Una sombra irrumpió desde los matorrales derribando a Juan sobre la ruta. Luego se sumó otra y otra más. Carla comenzó a gritar llevándose las manos a la cara, pero no pudo moverse. Desde el auto, Mariela pudo observar a Carla contraerse en espasmos producto del llanto y de los gritos de terror. Un charco comenzó a dibujarse alrededor de sus pies.

Una sombra avanzó junto al auto en donde aguardaba Mariela. Cuando pasó frente a la ventanilla la vio con claridad. Eran animales, pero no cualquier animal. Eran leones. Otro animal pasó por delante del auto con la cabeza a gachas en dirección a Carla. Mariela solo pudo soltar un grito de angustia que se ahogó en el rugido de las bestias.

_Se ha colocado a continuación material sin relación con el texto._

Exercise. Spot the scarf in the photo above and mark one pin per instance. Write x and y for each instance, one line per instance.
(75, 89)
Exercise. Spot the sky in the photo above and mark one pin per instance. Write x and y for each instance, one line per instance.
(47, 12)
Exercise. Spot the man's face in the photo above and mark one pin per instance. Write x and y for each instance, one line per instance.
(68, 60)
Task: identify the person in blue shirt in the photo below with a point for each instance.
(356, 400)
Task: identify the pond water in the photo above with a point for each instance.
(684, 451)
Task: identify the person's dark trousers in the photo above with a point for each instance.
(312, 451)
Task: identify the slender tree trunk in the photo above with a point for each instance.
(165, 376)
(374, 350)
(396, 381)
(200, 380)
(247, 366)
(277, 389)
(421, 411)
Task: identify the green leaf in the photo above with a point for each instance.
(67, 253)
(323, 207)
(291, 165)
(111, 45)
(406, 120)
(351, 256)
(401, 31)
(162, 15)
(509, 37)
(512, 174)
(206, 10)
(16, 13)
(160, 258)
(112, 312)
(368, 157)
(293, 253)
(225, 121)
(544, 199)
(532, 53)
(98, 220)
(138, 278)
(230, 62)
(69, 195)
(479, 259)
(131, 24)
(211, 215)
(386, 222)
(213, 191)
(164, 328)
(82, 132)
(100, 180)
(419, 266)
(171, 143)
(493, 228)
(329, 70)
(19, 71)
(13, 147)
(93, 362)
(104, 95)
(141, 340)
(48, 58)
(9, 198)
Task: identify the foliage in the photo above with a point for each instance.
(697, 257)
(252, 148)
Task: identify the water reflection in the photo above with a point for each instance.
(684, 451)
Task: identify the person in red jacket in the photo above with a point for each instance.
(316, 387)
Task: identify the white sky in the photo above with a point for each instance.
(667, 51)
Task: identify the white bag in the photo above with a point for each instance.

Carla solo tuvo tiempo de darse vuelta. Uno de los leones saltó apoyando sus enormes patas en los hombros de Carla y clavando sus dientes en el cráneo. Carla cayó de espaldas sobre la ruta. Mariela lloraba dentro del vehículo mientras veía como las bestias desgarraban y despedazaban a su amiga. Uno de los leones comenzó a desgarrar su vientre y a mover la cabeza como si fuese un cachorro jugando con un muñeco de trapo. La bestia que tironeaba de su vientre comenzó a retroceder arrastrando un pedazo de Carla por la ruta: se llevaba el cuerpo del no nacido. Mariela creyó ver movimientos en los brazos de la criatura. Se tapó los ojos y lloró hasta que sus energías se lo permitieron. De pronto, en un intento desesperado por detener aquella locura, bajó del auto, cerró los ojos y gritó con todas las fuerzas que quedaban en ella:

–¡¡¡Basta!!!

El rugido de los leones desapareció. El sonido de los insectos del monte regresó. La frescura de la noche envolvió su rostro transpirado. Mariela comenzó a relajarse entre jadeos, exhausta. A través de sus párpados notó encenderse las luces de la ruta, sintió los motores de los autos. Escuchó los gritos desesperados de personas que la llamaban. Abrió los ojos y vio pasar un vehículo a toda velocidad. Miró hacia la banquina y vio a Carla y a Juan que la llamaban con desesperación. Sintió un fuerte rugido a sus espaldas, pero no era un león, no era el rugido de ningún animal conocido, era un rugido que iba creciendo a cada segundo. La sensación fue la de cincuenta toneladas de metal que se le vinieron encima.